Open Banking in Africa - Visa’s recent acquisition of Tink and their previously failed acquisition of Plaid lays bare their Open Banking ambitions. In Africa, a continent wide open banking proposition would be particularly useful. For instance, Visa can drive more trust in their payment platform by enabling credit verification i.e. confirming to the sender that the recipient has indeed received the funds. One likely approach is to invest at early stage level in African open banking companies such as Mono, Pngme and Okra whilst waiting to see which one scales. At maturity, this can then transform into a full acquisition;
BNPL Cards - I did an article on the global Buy Now Pay Later space a couple of weeks back. My view was that BNPL was a feature and a number of BNPL players will either convert into banks or be acquired by other Fintechs. During the Week, Square announced a US$ 29 billion acquisition of Afterpay. Nonetheless, I see Visa enabling BNPL capabilities on their cards and launch BNPL cards in addition to their current credit, debit and prepaid offerings.

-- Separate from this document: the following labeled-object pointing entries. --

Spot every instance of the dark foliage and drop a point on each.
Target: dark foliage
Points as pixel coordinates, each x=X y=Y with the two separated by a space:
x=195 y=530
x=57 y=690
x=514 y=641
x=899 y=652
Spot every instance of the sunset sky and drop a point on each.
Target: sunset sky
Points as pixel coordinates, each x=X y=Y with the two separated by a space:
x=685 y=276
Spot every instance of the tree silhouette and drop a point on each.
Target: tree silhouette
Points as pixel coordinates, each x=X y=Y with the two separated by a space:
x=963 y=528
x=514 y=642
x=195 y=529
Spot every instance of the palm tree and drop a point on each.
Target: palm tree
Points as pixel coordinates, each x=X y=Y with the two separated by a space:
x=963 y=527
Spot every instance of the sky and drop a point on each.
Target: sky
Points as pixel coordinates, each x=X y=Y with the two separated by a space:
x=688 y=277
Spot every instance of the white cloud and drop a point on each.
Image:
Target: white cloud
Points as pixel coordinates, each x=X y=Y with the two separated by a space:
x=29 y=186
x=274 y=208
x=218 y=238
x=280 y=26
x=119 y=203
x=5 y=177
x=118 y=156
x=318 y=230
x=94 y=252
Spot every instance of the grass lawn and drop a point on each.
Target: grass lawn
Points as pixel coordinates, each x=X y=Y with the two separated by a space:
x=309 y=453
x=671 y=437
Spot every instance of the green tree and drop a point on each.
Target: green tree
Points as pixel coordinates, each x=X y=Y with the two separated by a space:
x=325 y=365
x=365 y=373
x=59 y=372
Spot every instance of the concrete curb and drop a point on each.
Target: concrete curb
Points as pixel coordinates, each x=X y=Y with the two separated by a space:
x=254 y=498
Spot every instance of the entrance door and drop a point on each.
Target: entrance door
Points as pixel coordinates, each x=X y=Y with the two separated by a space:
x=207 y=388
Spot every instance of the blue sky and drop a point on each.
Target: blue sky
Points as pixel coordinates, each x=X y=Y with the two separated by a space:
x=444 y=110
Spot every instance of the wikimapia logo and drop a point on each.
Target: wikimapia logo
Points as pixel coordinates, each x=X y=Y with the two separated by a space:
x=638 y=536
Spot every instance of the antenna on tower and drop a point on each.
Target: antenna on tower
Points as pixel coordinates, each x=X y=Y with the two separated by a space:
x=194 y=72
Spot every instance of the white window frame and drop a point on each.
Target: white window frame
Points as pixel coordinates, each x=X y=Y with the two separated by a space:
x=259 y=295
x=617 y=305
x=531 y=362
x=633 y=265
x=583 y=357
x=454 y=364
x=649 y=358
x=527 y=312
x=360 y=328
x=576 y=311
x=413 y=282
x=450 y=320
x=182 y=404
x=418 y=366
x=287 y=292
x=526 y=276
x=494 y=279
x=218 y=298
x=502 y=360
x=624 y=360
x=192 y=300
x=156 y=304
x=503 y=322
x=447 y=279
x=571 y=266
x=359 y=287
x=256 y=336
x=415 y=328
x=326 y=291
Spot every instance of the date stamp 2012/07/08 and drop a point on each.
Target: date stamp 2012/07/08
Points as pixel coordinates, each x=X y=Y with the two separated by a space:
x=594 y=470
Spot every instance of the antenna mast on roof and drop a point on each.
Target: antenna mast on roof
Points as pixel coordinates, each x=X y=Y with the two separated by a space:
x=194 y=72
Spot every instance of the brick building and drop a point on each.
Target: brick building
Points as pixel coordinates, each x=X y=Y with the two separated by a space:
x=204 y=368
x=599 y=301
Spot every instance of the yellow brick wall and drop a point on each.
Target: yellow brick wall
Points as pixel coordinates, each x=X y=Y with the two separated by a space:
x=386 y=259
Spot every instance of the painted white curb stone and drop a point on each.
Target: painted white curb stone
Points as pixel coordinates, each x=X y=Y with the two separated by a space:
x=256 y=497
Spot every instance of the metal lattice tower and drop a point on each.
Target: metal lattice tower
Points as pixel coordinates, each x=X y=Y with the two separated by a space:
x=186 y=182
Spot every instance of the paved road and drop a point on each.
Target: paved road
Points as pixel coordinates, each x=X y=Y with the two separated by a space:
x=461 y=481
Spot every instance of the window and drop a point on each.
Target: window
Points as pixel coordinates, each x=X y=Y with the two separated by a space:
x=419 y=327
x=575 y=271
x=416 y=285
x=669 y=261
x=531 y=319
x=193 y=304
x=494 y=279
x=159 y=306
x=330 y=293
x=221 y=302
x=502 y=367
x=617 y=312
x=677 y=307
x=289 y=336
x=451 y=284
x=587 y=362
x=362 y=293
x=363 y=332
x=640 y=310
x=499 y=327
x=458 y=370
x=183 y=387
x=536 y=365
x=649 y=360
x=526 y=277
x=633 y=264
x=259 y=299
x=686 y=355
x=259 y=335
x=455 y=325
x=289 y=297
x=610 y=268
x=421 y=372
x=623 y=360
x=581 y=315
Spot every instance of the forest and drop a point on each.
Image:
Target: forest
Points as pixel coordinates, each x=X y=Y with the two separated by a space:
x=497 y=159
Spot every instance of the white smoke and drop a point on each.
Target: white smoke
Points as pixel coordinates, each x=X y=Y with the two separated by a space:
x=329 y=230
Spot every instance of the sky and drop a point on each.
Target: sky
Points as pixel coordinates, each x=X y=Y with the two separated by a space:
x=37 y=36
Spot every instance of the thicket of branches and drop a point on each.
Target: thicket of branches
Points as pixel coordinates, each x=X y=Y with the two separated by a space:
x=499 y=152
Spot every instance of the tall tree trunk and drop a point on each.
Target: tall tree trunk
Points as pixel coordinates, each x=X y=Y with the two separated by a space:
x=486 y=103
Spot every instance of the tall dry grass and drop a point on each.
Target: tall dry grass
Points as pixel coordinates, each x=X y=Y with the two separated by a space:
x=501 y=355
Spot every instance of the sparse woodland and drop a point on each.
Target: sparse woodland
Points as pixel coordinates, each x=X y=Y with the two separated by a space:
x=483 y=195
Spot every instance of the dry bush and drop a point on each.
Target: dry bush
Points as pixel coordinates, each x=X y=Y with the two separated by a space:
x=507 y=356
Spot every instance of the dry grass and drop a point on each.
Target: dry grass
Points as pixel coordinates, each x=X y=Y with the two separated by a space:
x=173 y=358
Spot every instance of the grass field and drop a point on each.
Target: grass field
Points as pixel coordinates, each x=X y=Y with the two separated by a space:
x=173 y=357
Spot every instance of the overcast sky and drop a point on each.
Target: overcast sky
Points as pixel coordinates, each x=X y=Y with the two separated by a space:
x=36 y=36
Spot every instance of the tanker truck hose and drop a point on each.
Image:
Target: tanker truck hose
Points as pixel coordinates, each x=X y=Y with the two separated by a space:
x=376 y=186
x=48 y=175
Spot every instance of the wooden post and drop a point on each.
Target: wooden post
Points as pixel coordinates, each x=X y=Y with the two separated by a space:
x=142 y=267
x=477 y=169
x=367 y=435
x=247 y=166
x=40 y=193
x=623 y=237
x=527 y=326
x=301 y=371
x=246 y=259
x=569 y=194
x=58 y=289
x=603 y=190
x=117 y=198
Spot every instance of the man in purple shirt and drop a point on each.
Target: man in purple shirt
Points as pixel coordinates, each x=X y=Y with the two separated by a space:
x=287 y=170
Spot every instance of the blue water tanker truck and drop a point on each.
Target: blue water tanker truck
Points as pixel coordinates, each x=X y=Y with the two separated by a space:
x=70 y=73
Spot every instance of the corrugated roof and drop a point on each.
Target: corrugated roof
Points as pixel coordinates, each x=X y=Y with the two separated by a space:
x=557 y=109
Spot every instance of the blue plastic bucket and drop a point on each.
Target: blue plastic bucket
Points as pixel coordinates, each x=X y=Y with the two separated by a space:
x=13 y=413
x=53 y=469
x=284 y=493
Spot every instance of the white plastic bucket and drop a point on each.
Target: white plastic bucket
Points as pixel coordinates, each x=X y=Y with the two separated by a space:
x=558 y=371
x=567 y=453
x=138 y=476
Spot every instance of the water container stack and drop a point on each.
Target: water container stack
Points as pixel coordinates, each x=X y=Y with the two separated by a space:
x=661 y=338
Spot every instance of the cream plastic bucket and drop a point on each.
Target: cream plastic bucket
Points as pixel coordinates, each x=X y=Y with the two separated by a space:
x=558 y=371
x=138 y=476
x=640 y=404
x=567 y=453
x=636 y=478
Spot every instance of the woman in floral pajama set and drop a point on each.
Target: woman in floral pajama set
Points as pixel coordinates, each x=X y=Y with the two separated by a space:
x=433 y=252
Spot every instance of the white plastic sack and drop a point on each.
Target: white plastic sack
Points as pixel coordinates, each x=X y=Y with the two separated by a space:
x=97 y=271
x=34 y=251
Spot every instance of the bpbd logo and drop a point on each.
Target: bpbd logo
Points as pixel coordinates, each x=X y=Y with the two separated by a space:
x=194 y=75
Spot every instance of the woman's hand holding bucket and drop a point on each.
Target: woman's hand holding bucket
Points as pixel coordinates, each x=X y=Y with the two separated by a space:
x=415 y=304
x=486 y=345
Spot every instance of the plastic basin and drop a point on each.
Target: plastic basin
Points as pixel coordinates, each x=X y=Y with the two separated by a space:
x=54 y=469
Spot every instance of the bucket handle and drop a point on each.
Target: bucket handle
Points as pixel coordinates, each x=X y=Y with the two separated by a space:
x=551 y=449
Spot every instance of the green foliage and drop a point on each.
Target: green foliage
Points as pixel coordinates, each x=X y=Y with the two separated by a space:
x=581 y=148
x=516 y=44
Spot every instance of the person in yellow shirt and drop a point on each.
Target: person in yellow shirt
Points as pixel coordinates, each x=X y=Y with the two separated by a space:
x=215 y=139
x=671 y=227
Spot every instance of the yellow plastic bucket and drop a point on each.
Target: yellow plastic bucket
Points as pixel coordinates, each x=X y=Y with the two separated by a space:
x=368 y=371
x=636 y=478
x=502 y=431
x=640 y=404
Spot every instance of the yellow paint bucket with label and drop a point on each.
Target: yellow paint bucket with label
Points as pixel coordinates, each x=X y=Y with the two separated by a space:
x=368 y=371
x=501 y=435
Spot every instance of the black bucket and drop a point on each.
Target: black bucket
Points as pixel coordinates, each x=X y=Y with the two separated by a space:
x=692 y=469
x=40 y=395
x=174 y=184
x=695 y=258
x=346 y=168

This would be particularly useful for trade particularly if open banking and mobile money data is combined to drive improved credit scoring in the continent. You could see for instance traders buying goods using BNPL and paying off in instalments.
There are numerous capabilities that could emerge once you think of Visa as a data exchange network. Visa has been around for over 60 years and using the Lindy approach then it’s likely that they will be around for the next 60. It will be interesting to watch but one thing is for sure, Visa will continue to play an outsized role in the global payments ecosystem.